While our studies show that this is a new function of mTOR occurring in all growing cells, we also demonstrate that upon loss of the TSC proteins and its inhibitory activity toward mTOR, nucleotides and other macromolecules are synthesized in an uncontrolled manner. Loss of control over mTOR and these biosynthetic processes is what underlies the uncontrolled growth of LAM cells and the majority of cancer cells, which also exhibit mTOR activation. More specifically, our study suggests that uncontrolled mTOR signaling in LAM and TSC cells contributes to the unrestrained growth of these cells, at least in part, by increasing the nucleotide pool required to meet an increased demand for RNA and DNA in these growing cells. While we show that mTOR inhibitors such as rapamycin (sirolimus) block these new functions of mTOR, ongoing studies in our lab are testing the possibility that directly inhibiting nucleotide synthesis with available clinically safe compounds offers a therapeutic approach to LAM and TSC that is an alternative to mTOR inhibitors.
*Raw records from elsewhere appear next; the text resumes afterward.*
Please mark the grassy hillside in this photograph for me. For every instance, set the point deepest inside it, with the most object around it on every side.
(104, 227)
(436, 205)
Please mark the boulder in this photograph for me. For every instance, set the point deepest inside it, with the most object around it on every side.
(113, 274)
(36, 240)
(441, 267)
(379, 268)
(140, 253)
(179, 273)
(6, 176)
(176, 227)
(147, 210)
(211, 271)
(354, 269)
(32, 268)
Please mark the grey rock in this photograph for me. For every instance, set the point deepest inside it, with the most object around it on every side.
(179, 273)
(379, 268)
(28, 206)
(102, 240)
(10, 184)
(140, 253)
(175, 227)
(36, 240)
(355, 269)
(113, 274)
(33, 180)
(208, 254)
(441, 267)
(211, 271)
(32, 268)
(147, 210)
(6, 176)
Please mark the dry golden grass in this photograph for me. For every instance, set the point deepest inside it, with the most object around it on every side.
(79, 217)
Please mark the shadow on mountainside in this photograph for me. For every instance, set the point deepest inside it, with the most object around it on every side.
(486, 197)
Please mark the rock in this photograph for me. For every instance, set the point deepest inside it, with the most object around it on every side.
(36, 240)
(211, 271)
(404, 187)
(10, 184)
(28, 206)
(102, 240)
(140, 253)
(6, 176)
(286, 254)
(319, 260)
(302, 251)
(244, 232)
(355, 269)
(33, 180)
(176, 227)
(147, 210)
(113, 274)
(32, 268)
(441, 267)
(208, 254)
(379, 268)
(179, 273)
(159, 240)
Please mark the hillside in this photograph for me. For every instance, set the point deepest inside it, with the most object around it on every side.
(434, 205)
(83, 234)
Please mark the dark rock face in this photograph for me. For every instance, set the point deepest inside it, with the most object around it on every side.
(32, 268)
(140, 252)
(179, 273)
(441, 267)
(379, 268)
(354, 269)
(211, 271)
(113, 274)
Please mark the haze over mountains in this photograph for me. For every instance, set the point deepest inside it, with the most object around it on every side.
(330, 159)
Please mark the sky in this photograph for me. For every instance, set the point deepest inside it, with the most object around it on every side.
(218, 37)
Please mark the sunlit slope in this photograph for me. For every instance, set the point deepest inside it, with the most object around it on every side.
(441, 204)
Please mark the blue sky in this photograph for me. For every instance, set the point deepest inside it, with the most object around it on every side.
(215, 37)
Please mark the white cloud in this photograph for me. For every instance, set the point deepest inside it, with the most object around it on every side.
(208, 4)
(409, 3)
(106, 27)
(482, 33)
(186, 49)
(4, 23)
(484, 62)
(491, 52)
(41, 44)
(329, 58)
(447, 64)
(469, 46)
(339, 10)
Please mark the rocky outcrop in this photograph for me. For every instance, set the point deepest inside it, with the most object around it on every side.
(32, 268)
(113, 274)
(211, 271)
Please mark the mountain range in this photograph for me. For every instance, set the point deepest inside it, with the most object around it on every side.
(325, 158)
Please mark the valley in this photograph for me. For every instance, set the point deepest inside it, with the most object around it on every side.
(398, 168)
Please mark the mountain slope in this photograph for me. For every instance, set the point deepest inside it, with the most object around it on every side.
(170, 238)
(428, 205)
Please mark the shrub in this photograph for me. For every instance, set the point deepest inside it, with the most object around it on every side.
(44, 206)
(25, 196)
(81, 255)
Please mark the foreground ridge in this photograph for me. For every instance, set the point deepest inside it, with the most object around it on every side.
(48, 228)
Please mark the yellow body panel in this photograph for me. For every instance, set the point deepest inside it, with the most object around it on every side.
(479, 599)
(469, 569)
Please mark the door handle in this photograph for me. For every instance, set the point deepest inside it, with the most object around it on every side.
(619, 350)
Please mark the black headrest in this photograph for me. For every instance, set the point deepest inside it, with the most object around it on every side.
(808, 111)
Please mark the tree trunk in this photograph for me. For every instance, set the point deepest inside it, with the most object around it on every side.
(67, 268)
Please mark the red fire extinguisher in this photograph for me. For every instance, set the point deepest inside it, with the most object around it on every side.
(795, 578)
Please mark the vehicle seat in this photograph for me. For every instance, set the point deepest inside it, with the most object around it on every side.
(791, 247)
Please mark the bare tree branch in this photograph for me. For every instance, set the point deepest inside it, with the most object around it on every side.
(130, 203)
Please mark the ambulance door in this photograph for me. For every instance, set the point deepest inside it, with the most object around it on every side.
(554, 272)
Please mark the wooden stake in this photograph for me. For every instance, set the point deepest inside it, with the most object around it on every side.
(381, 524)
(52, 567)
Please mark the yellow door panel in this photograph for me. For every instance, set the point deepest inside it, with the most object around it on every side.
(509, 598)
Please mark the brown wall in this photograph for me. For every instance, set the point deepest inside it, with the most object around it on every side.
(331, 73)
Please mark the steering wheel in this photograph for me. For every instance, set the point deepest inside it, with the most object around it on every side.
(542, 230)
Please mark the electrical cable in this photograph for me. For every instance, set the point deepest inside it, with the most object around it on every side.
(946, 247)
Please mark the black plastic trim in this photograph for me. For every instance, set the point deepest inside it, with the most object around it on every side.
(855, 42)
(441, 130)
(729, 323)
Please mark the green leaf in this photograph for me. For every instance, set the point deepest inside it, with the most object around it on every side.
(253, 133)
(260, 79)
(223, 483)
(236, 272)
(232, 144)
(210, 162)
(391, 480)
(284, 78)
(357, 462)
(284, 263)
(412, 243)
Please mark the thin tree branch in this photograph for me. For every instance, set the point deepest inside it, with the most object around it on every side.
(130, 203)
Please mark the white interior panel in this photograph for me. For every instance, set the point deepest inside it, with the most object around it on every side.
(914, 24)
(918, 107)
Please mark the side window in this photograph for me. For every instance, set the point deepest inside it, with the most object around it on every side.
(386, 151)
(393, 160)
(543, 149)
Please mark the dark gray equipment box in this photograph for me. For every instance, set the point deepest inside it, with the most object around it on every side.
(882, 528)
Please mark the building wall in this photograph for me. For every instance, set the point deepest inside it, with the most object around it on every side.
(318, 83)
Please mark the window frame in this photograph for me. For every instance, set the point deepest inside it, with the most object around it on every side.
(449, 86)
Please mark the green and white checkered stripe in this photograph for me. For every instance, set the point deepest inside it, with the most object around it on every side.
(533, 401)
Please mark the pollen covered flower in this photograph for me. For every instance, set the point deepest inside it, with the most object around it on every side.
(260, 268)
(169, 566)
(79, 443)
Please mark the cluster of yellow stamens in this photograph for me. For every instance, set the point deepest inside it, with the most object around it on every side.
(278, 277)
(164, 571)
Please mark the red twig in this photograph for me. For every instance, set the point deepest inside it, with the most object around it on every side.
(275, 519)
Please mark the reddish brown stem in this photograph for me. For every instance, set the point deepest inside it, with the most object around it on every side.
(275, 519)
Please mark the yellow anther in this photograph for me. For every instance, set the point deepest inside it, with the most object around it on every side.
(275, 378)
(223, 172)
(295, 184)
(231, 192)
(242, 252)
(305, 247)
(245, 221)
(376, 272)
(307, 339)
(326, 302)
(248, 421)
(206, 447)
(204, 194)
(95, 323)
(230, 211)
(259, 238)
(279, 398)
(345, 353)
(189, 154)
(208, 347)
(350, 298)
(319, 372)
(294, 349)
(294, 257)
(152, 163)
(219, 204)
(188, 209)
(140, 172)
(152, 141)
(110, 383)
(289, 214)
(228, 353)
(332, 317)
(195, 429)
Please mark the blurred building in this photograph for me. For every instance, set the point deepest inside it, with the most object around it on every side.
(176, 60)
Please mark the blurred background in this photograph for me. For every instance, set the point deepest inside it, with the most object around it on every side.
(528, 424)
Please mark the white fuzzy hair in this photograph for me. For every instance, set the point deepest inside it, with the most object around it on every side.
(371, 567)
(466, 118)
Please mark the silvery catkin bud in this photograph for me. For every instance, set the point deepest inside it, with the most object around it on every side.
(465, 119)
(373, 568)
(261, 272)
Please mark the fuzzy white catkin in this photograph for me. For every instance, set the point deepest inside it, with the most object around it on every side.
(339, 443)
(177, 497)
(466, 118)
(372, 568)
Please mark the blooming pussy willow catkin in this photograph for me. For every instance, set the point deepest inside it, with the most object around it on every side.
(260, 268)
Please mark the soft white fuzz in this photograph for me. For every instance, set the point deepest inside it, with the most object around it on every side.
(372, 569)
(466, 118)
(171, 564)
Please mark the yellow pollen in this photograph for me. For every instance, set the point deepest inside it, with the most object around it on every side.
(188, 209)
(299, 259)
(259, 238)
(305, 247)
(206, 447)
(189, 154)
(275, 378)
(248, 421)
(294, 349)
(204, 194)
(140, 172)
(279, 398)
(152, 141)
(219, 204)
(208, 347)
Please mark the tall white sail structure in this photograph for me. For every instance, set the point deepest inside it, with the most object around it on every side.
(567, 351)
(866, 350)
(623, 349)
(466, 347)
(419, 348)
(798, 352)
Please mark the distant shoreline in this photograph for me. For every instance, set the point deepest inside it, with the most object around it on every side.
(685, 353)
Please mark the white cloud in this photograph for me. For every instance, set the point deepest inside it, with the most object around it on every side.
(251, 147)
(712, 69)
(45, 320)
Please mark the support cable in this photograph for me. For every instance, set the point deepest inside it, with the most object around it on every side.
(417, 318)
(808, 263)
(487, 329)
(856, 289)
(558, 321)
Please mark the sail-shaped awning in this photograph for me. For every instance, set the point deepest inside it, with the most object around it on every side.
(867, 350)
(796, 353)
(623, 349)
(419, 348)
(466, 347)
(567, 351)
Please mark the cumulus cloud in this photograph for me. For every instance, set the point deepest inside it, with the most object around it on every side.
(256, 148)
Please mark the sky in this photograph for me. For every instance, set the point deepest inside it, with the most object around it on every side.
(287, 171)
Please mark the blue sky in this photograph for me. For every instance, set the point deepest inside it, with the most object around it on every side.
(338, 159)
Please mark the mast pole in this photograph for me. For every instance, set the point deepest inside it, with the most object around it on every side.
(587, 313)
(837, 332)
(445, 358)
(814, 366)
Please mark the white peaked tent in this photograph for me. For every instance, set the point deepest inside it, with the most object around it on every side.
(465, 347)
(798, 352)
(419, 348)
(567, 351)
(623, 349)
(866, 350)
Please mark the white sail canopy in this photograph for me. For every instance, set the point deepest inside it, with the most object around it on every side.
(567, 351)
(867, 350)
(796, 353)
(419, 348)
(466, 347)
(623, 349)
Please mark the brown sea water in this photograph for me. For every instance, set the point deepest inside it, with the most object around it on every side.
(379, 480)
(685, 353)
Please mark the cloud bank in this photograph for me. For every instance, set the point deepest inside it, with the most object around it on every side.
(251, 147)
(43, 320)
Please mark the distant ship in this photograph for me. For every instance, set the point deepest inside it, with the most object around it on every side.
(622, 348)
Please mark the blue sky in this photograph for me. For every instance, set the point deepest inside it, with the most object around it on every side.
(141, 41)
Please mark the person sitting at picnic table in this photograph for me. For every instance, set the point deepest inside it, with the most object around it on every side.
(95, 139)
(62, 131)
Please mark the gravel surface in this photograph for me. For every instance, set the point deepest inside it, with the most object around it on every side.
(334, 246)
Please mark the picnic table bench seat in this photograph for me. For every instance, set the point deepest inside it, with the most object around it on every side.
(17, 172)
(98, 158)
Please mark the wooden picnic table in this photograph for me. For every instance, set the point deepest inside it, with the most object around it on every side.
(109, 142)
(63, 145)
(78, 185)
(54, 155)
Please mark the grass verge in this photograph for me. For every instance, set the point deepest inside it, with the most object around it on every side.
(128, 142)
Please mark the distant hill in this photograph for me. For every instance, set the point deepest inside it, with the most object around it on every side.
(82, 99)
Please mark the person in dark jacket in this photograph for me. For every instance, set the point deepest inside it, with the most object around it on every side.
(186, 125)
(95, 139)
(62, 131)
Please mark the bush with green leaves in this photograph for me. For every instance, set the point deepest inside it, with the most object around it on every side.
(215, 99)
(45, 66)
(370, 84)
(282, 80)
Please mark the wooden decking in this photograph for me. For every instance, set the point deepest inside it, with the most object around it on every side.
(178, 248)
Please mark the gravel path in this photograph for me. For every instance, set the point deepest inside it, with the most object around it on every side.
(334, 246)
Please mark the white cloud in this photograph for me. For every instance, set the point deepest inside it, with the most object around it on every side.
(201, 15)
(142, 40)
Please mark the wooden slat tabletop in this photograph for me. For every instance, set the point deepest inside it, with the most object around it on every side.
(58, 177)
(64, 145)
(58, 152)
[1] Ben-Sahra I*, Hoxhaj G*, Ricoult SJH, Asara JM, Manning BD. mTORC1 induces purine synthesis through control of the mitochondrial tetrahydrofolate cycle. Science 12 Feb 2016:
Vol. 351, Issue 6274, pp. 728-733 DOI: 10.1126/science.aad0489

[2] Ben-Sahra I*, Howell JJ*, Asara JM, Manning BD. Stimulation of de novo pyrimidine synthesis by growth signaling through mTOR and S6K1. Science. 2013 Mar 15;339(6125):1323-8. doi: 10.1126/science.1228792. Epub 2013 Feb 21.